Those of you with no legal background, brace yourselves for this opening line: The Employee Benefits Security Administration (EBSA) – which is housed within the Department of Labor and oversees ERISA – through their Office of Health Plan Standards and Compliance Assistance, states that Parity will be subject to the “anti-abuse” proposed rule – 29 C.F.R. Section 2590.732(a)(2) (69 Fed. Reg. 68,800), that was issued in 2004, under HIPAA. Ouch! Still reading? Good.
What That Means
It’s good news and it provides clarification. The proposed rule states that all employer-sponsored medical benefits (including those made possible by employee organizations, trusts and associations) are considered to be a single group health plan. Under the anti-abuse rule, separate and seemingly distinct plans (like a behavioral health carve-out) must be aggregated “to the extent necessary” to prevent employers and other payers from attempting to evade the law and/or any legal requirements under the law.
Practically speaking that means that an employer cannot separate or “divorce” mental health and substance abuse coverage from their medical and surgical plan in the hopes of obviating compliance with the Parity law. If you offer a medical plan and you offer coverage for mental health and substance abuse treatment, then you must comply. A carve-out is only an outsourcing of functions and financial risk. It in no way implies or means that the law’s requirements can be avoided.

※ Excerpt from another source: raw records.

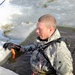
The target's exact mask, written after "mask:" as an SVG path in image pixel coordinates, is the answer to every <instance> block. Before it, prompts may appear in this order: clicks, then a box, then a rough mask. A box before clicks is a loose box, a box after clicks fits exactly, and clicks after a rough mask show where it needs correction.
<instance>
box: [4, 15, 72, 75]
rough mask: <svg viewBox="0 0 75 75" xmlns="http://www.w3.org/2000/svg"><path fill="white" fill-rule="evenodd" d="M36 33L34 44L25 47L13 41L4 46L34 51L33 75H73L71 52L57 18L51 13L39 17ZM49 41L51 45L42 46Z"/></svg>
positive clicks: (36, 29)
mask: <svg viewBox="0 0 75 75" xmlns="http://www.w3.org/2000/svg"><path fill="white" fill-rule="evenodd" d="M36 33H37V34H38V37H37V39H36V41H35V42H34V44H33V45H30V46H28V47H25V48H24V49H22V48H21V47H18V46H15V45H12V43H5V44H4V46H3V47H4V48H8V49H10V50H11V48H14V49H16V50H17V48H18V51H20V52H26V51H32V56H31V58H30V63H31V68H32V70H33V72H34V73H33V75H34V74H35V75H36V74H37V75H73V73H72V71H73V65H72V62H73V60H72V57H71V53H70V51H69V50H68V48H67V46H66V44H65V42H64V41H63V40H61V39H60V38H61V36H60V33H59V31H58V29H57V27H56V20H55V18H54V17H53V16H52V15H50V14H45V15H43V16H41V17H40V18H39V19H38V23H37V28H36ZM48 42H51V43H50V44H49V46H48V47H47V48H45V49H42V48H43V47H42V46H43V45H44V44H47V43H48ZM39 49H40V50H42V52H43V53H41V51H39Z"/></svg>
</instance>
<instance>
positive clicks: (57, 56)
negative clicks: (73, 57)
mask: <svg viewBox="0 0 75 75" xmlns="http://www.w3.org/2000/svg"><path fill="white" fill-rule="evenodd" d="M60 37H61V36H60V33H59V31H58V29H56V31H55V32H54V34H53V35H52V36H51V37H50V38H48V40H47V41H42V40H40V39H36V43H35V47H36V49H37V46H38V45H43V44H45V43H47V42H49V41H52V40H56V39H58V38H60ZM31 47H32V46H31ZM35 47H34V46H33V47H32V48H35ZM44 53H45V55H46V56H47V57H48V59H49V61H50V63H51V66H52V67H53V68H54V69H55V70H56V74H55V73H54V74H51V72H50V71H52V70H51V69H52V68H50V67H51V66H50V65H49V63H48V62H47V60H46V59H45V58H44V56H43V55H42V54H41V53H40V52H38V50H34V51H33V53H32V56H31V59H30V63H31V68H32V70H33V72H37V73H38V75H73V73H72V71H73V65H72V62H73V60H72V57H71V53H70V51H69V50H68V48H67V46H66V44H65V43H64V41H61V42H60V43H59V42H57V43H53V44H52V45H50V46H49V47H47V48H46V49H45V50H44Z"/></svg>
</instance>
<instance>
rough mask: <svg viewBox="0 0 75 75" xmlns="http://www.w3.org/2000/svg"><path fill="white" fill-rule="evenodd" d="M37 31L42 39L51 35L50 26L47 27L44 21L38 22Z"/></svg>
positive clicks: (36, 31)
mask: <svg viewBox="0 0 75 75" xmlns="http://www.w3.org/2000/svg"><path fill="white" fill-rule="evenodd" d="M36 33H37V34H38V36H39V37H40V38H41V39H43V40H44V39H47V38H48V37H50V28H48V27H46V25H45V23H44V22H38V23H37V28H36Z"/></svg>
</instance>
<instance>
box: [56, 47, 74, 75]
mask: <svg viewBox="0 0 75 75" xmlns="http://www.w3.org/2000/svg"><path fill="white" fill-rule="evenodd" d="M72 62H73V60H72V57H71V53H70V51H69V50H68V49H67V47H66V46H62V47H59V48H58V51H57V57H56V63H55V65H56V70H57V73H58V74H57V75H73V73H72V72H73V65H72Z"/></svg>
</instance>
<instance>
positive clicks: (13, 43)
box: [3, 42, 36, 53]
mask: <svg viewBox="0 0 75 75" xmlns="http://www.w3.org/2000/svg"><path fill="white" fill-rule="evenodd" d="M35 47H36V46H35V45H34V44H33V45H29V46H25V47H22V46H20V45H17V44H14V43H11V42H9V43H5V44H4V45H3V48H4V49H5V50H6V49H7V48H8V49H9V50H11V49H14V50H16V51H18V52H21V53H25V52H29V51H33V50H34V49H35Z"/></svg>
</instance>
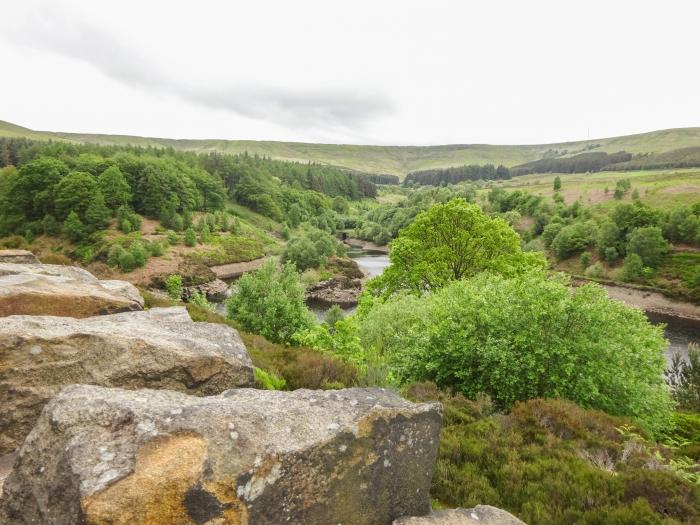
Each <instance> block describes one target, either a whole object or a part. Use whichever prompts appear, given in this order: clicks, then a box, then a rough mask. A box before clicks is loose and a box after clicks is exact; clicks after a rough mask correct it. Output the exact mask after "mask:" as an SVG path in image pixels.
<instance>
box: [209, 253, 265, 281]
mask: <svg viewBox="0 0 700 525" xmlns="http://www.w3.org/2000/svg"><path fill="white" fill-rule="evenodd" d="M269 259H270V257H261V258H259V259H253V260H252V261H245V262H239V263H231V264H222V265H219V266H211V267H209V269H210V270H211V271H212V272H214V275H216V278H217V279H221V280H229V279H238V278H239V277H240V276H241V275H243V274H244V273H247V272H252V271H253V270H257V269H258V268H260V267H261V266H262V265H263V264H265V262H267V261H268V260H269Z"/></svg>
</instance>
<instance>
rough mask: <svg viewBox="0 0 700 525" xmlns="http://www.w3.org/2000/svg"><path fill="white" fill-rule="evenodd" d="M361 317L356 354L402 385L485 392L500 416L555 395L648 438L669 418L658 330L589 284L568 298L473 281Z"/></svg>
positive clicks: (555, 279)
mask: <svg viewBox="0 0 700 525" xmlns="http://www.w3.org/2000/svg"><path fill="white" fill-rule="evenodd" d="M361 306H362V305H361ZM361 315H365V319H363V322H362V323H360V325H359V334H360V338H361V341H362V343H363V346H364V347H365V348H371V349H374V350H375V351H376V352H378V353H379V354H382V355H385V356H387V357H388V360H389V364H390V366H391V369H392V371H393V372H394V373H395V374H396V375H397V377H398V378H399V379H401V380H403V381H411V380H418V381H424V380H429V381H434V382H435V383H437V384H438V386H440V387H442V388H448V389H453V390H455V391H458V392H461V393H463V394H464V395H465V396H467V397H474V396H476V395H477V394H478V393H486V394H488V395H489V396H491V398H492V399H493V400H494V401H495V402H496V404H497V405H498V406H499V407H500V408H503V409H508V408H509V407H511V406H512V405H513V403H515V402H516V401H519V400H524V399H530V398H533V397H547V396H556V397H564V398H566V399H570V400H572V401H575V402H577V403H581V404H582V405H583V406H586V407H592V408H598V409H601V410H605V411H606V412H609V413H611V414H617V415H625V416H630V417H633V418H635V419H636V420H638V421H640V422H643V424H644V425H645V426H646V427H648V428H650V429H653V430H654V431H657V430H658V429H659V428H661V426H663V425H664V422H665V421H667V420H668V418H669V415H670V408H671V400H670V397H669V394H668V389H667V387H666V385H665V383H664V381H663V377H662V375H663V370H664V366H665V358H664V350H665V347H666V342H665V340H664V338H663V332H662V329H661V328H660V327H657V326H653V325H651V324H650V323H649V321H648V320H647V318H646V317H645V316H644V314H643V313H642V312H641V311H638V310H636V309H633V308H629V307H627V306H625V305H624V304H622V303H620V302H618V301H613V300H610V299H609V298H608V297H607V294H606V293H605V290H604V289H603V288H602V287H600V286H598V285H595V284H586V285H584V286H581V287H579V288H576V289H574V291H573V292H571V291H570V290H569V287H568V282H567V281H566V280H564V279H563V278H559V279H557V278H551V277H548V276H546V275H545V274H539V273H536V274H527V275H525V276H523V277H515V278H509V279H508V278H504V277H500V276H495V275H488V274H481V275H478V276H476V277H474V278H472V279H470V280H468V281H461V282H456V283H453V284H451V285H449V286H448V287H446V288H445V289H443V290H441V291H439V292H437V293H434V294H432V295H429V296H425V297H421V298H415V297H403V298H400V299H397V300H393V301H388V302H386V303H384V304H381V305H376V306H374V307H373V308H371V309H370V310H369V312H368V313H364V314H362V308H361ZM613 363H614V364H613Z"/></svg>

It’s a small victory but one worth noting. Some of you may remember an earlier post wherein we discussed the lawyer/consultant in the West advising ERISA groups to simply “carve it out and wait till they catch you later”. Perhaps now, every employer can find appropriate advice and direction. Parity is verifiably affordable and there are many reasonable ways to comply. It’s good for people and it’s good for business. Anyone who has ever run a large business knows what the real cost of untreated behavioral health issues can be.